Luvsanlkhündegiin Otgonbayar: The slow process of making history

Luvsanlkhundeg Otgonbayar of Mongolia makes the final turn before finishing the women's marathon at the Athens 2004 Olympic Games (Photo by Scott Barbour/Getty Images)
Luvsanlkhundeg Otgonbayar of Mongolia makes the final turn before finishing the women's marathon at the Athens 2004 Olympic Games (Photo by Scott Barbour/Getty Images)

The Olympic Games are full of champions, records and stories, but they’re also an incredible encyclopaedia of strange, funny, emotional and sad moments. We’ll dig some out every week to put a smile on your face or a tear in your eye. This week: The story of the slowest Olympic marathon finisher. 

The background

Luvsanlkhündegiin Otgonbayar not only has one of the greatest names in Olympic history, but she also has an Olympic record. It may not be the most impressive one, however, it is a record nonetheless.

The record was achieved at Athens 2004, but her story as an athlete began long before that.

Otgonbayar was born in Mongolia in 1982 and fell in love with long distance running.

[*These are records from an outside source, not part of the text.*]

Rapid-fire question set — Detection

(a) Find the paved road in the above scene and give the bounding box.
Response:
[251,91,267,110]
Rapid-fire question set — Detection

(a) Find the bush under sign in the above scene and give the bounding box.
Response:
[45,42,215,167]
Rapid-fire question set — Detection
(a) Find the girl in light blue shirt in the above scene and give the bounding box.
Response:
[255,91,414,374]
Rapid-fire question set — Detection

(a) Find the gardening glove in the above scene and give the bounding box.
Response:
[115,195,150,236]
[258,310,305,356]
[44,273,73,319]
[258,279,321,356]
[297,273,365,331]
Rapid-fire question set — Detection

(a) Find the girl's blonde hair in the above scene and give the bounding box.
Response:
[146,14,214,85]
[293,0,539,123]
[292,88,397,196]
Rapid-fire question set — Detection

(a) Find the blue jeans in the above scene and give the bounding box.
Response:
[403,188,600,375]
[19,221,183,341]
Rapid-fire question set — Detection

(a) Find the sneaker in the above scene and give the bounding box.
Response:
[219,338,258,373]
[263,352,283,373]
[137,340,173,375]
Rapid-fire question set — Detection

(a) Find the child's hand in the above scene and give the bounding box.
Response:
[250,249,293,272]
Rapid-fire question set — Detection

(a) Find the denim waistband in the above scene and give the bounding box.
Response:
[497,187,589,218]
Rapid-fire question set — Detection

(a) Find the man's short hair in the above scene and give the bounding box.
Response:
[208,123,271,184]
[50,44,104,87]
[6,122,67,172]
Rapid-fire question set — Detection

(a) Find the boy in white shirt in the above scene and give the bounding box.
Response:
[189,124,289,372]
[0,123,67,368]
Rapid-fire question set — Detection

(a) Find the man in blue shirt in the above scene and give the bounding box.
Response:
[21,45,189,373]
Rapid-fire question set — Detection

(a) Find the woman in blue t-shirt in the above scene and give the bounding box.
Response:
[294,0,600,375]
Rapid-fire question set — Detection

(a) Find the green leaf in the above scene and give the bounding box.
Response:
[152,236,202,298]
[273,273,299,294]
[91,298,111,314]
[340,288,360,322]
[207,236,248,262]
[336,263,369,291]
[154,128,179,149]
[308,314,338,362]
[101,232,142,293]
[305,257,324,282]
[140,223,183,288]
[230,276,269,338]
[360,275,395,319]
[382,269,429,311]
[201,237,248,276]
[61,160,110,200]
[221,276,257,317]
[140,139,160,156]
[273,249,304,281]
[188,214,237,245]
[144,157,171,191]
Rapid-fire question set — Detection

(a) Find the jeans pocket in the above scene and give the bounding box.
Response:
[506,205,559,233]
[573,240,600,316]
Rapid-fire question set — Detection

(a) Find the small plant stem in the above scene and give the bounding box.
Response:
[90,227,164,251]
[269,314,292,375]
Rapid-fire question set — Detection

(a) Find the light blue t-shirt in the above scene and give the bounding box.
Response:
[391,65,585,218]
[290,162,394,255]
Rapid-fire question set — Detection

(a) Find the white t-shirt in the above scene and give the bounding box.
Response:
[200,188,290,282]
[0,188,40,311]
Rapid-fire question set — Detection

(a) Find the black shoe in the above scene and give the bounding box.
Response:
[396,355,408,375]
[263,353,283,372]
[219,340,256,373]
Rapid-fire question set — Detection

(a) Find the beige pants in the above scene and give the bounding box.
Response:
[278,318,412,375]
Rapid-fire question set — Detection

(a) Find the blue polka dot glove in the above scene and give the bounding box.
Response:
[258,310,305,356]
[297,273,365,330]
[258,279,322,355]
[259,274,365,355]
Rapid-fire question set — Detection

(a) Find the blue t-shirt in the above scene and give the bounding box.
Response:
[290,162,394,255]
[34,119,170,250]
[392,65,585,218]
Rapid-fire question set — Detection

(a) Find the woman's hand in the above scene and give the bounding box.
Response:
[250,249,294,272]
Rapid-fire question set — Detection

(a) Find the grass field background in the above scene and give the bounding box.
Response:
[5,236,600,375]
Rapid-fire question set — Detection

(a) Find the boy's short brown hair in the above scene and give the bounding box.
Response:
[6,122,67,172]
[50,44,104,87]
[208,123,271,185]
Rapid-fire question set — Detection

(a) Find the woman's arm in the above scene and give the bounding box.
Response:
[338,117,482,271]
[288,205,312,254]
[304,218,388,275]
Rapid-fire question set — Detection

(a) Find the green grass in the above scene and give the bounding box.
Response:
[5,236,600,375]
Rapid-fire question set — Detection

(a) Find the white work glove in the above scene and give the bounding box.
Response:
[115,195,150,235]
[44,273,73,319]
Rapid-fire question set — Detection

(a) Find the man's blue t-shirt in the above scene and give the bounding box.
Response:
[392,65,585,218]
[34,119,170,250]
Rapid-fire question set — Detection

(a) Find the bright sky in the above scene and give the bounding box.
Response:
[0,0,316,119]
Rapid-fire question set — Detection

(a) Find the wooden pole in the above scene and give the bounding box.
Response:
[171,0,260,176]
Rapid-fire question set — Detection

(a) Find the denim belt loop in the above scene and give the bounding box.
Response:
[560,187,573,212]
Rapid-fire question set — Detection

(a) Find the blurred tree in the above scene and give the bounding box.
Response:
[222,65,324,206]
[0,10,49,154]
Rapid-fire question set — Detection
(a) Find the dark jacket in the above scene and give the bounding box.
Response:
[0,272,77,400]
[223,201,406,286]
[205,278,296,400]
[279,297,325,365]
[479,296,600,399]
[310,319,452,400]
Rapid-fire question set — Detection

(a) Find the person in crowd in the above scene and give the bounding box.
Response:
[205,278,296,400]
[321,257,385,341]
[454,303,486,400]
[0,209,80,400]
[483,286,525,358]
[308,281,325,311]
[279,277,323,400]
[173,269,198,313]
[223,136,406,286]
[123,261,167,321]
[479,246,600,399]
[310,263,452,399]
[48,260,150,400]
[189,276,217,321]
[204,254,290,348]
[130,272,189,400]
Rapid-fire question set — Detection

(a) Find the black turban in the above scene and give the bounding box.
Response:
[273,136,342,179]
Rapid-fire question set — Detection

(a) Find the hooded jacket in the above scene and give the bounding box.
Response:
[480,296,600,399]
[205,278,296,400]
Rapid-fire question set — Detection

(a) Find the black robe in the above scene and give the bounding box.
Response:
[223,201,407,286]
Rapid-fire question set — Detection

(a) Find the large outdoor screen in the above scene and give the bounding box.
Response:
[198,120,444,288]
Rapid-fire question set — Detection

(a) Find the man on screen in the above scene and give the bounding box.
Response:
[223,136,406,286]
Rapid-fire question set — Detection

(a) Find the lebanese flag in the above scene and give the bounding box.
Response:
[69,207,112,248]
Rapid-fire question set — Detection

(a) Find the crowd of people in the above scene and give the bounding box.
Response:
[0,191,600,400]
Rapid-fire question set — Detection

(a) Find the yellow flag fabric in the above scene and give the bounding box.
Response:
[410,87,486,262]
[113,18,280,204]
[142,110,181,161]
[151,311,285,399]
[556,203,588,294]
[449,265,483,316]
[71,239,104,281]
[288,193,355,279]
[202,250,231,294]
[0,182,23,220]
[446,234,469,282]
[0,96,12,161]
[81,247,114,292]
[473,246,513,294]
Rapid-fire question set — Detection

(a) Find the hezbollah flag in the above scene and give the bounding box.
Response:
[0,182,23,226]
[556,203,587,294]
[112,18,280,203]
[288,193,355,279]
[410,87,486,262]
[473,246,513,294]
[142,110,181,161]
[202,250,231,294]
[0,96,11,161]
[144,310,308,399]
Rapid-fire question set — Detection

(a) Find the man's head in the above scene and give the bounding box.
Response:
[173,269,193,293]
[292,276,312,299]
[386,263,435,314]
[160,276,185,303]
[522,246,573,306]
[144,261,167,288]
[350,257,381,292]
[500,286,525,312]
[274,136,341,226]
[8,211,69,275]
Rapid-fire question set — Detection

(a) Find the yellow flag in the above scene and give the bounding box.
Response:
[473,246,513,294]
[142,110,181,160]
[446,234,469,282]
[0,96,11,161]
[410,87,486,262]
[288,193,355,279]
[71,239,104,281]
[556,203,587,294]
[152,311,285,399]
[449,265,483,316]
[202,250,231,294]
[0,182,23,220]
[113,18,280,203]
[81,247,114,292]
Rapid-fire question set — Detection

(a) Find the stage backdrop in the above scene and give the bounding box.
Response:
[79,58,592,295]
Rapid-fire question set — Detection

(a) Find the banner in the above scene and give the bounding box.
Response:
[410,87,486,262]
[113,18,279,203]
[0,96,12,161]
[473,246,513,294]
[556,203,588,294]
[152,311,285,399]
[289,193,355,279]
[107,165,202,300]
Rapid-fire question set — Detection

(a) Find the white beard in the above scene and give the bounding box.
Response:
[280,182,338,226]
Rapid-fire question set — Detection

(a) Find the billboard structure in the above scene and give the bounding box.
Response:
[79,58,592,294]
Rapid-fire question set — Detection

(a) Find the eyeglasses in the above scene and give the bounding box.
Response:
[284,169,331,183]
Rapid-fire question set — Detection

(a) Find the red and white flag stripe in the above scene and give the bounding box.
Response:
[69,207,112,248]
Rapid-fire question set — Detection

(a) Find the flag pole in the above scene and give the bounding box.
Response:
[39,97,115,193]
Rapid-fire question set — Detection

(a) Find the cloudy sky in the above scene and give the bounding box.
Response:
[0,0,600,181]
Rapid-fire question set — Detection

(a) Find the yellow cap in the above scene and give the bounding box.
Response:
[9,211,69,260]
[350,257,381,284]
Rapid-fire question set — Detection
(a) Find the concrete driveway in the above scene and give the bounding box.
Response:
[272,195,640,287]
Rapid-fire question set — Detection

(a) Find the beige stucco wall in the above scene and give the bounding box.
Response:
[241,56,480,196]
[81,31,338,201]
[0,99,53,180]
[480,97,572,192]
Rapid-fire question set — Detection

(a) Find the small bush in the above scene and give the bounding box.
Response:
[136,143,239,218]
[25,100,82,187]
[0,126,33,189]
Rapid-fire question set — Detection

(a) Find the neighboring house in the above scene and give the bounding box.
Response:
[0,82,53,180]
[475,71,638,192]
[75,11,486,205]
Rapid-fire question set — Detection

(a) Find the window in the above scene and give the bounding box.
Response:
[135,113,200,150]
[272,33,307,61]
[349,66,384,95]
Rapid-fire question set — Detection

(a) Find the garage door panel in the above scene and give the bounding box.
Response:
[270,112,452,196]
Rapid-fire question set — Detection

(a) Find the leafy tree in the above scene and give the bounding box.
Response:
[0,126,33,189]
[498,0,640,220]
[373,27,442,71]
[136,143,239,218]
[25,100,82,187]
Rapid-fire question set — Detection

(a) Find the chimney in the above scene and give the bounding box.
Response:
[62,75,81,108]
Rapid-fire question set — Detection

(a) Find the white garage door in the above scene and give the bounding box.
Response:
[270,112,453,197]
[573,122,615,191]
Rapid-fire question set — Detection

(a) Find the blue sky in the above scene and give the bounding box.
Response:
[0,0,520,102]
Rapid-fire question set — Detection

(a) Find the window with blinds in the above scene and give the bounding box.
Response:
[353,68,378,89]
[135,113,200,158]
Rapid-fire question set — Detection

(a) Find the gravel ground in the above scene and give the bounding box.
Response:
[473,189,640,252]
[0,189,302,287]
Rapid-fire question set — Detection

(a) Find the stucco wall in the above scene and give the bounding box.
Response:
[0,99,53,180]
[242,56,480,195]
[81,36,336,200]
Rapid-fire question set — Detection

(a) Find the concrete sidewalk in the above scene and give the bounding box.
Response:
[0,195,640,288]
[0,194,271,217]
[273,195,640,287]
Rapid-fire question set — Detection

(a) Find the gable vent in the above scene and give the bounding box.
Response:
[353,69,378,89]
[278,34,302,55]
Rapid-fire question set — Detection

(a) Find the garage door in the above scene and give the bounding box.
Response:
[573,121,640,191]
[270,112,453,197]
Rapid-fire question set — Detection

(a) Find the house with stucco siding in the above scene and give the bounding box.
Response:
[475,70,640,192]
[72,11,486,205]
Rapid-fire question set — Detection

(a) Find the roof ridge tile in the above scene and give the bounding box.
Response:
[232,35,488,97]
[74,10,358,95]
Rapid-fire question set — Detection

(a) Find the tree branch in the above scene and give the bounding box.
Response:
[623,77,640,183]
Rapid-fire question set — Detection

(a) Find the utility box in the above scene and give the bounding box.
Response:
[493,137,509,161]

When she was only 16-years-old, she competed in her first major competition, running in the 3,000m and 5,000m events at the 1998 World Junior Championships in Annency, France.

Six years later, Otgonbayar made a huge leap when she qualified for the greatest sporting competition on earth: the Olympic Games.

But this time she would be racing in the legendary marathon event.

The final

By the time the Mongolian athlete finished the marathon at Athens 2004, the crowd were engrossed by every step she made.

It wasn’t because Otgonbayar was heading towards a medal, but for a far more modest reason: the simple goal of finishing the race.

In the end it took Otgonbayar 3:48:42 to complete the race, over 30 minutes more than the next slowest finisher. It remains the record for the slowest finish ever in an Olympic marathon race.

Otgonbayar had struggled with the intense heat in Athens, but supported by the crowd, she had still managed to finish.

The outcome

If you think a result like that would make Otgonbayar give up running, think again. She continued running marathons at an elite level, including the at the 2007 IAAF World Championships, the 2008 Beijing Marathon (finished sixth), the 2009 Shanghai Marathon (finished fifth) and the 2011 Praha Marathon (finished eighth).

Then came her second Olympics - London 2012. Otgonbayar destroyed her previous Olympic time, coming home in 2:52:15 to take the 102nd position out of 107 finishers.

But the best was yet to come. In March 2016, the athlete set a personal best of 2:35:50 at the Zhengzhou Marathon in the People's Republic of China.

That same year she also took part also in her third Olympic Games, Rio 2016. She completed the 42km in 2:45:55 and placed 85th, her best result at an Olympics.

Otgonbayar retired in 2016. There couldn't have been a better way to end her career.